Robert raised his arm and aimed the pistol at her again. “Lie down!” he barked, waving the gun wildly.
She dropped to the mattress, curled up in a ball, and let out a whimper as panic welled up in her throat. She whimpered again as she watched Robert switch the pistol to his left hand so he could work the buckle on his belt with his right.
She shut her eyes tight, as though by doing so she could banish Robert and his pistol and his belt from the earth. Any second now, she expected to feel the belt on her, the leather striping her flesh in Robert’s fury.

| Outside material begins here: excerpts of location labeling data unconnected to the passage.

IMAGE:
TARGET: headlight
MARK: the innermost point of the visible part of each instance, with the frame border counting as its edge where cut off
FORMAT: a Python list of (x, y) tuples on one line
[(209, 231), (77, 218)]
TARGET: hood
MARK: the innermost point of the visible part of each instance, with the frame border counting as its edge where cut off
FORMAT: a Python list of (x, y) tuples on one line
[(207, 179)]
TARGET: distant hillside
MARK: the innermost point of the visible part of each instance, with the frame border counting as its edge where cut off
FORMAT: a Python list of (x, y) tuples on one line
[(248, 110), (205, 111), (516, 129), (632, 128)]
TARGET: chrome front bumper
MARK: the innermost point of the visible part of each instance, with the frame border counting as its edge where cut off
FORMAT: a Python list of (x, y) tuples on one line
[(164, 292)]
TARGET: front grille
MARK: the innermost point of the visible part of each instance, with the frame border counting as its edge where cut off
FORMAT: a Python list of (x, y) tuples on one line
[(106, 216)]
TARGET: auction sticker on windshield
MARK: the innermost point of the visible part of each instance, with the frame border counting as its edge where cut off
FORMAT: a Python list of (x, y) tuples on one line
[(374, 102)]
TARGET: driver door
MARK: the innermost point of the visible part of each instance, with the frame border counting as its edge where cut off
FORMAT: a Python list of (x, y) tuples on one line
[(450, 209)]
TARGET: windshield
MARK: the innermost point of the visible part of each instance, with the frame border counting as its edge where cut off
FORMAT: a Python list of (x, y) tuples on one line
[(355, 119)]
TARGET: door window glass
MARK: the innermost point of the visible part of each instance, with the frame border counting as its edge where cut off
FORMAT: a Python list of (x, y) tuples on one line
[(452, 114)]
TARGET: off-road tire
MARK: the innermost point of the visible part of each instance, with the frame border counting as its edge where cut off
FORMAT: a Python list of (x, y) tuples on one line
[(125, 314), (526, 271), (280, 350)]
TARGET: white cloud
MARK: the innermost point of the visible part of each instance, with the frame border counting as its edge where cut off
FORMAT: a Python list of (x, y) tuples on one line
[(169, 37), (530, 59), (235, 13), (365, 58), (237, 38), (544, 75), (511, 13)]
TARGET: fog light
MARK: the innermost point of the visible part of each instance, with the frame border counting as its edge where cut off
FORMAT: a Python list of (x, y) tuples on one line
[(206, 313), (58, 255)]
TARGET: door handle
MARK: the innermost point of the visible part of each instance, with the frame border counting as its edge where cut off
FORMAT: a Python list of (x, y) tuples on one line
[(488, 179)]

Instead, she felt Robert throw himself on top of her, flattening her to the mattress. The gun fell to the wooden floor with a meaty thud, and she twisted under him, intending to lunge for it. But Robert pressed her shoulders against the bed with his two fleshy hands, and his head descended on hers, blocking her vision and her access to the weapon.
He ground his lips against hers in a cruel approximation of a kiss, until she tasted coppery-tinged blood. She gagged. Her hands came up and pushed at his head, but to no avail: he was quite simply stronger and heavier than she.
She wished he had lashed her instead.
A lifetime later, after pinning Amy beneath the weight of his body, Robert came up on his elbows. Her mouth finally free, she screamed.
Robert laughed wildly. “No one will come,” he taunted. “They all think you’re delirious. And they’ve been well paid. You’ll be mine after tonight,” he growled. “No other man will want to touch you for the rest of your life.”
FIFTY-FIVE
COLIN PUSHED on the Cat & Canary’s door, and it swung open with a prolonged creak, revealing a plain wooden interior encrusted with years of accumulated dirt. He stepped inside and glanced around the tavern. It was a shame the blaze had missed this street, he thought with a grimace. This was the kind of firetrap London needed to rid itself of.
A nauseating reek of rancid food choked the air. A few scruffy men sat conversing morosely at one table. No proprietor was in sight. All was quiet.
Colin couldn’t imagine Amy in a place like this, even as Robert’s hostage. He turned to leave, but caught himself glancing uneasily over his shoulder. After a pause, he addressed the motley group at the table. “Pardon me, but is anyone staying above?”
The answer was a mix of shrugs and grunts that he took to be a negative. One man looked up at him, his bloated face showing surprise at finding someone of Colin’s class in this tavern.
Colin focused on him. “I’m looking for someone…”
“Anyone you’d be lookin’ fer’d be on Leadenhall Street,” the man offered, inclining his head toward a street across the way, behind the shed where Colin had stashed Ebony. “Try the Rose ’n’ Crown.”
“Thank you kindly,” Colin replied, moving to the entry. He couldn’t wait to get out of this depressing establishment.
Halfway through the door, he heard a thud from above. His blood chilled. He swung back around. “Are you certain no one’s up there?”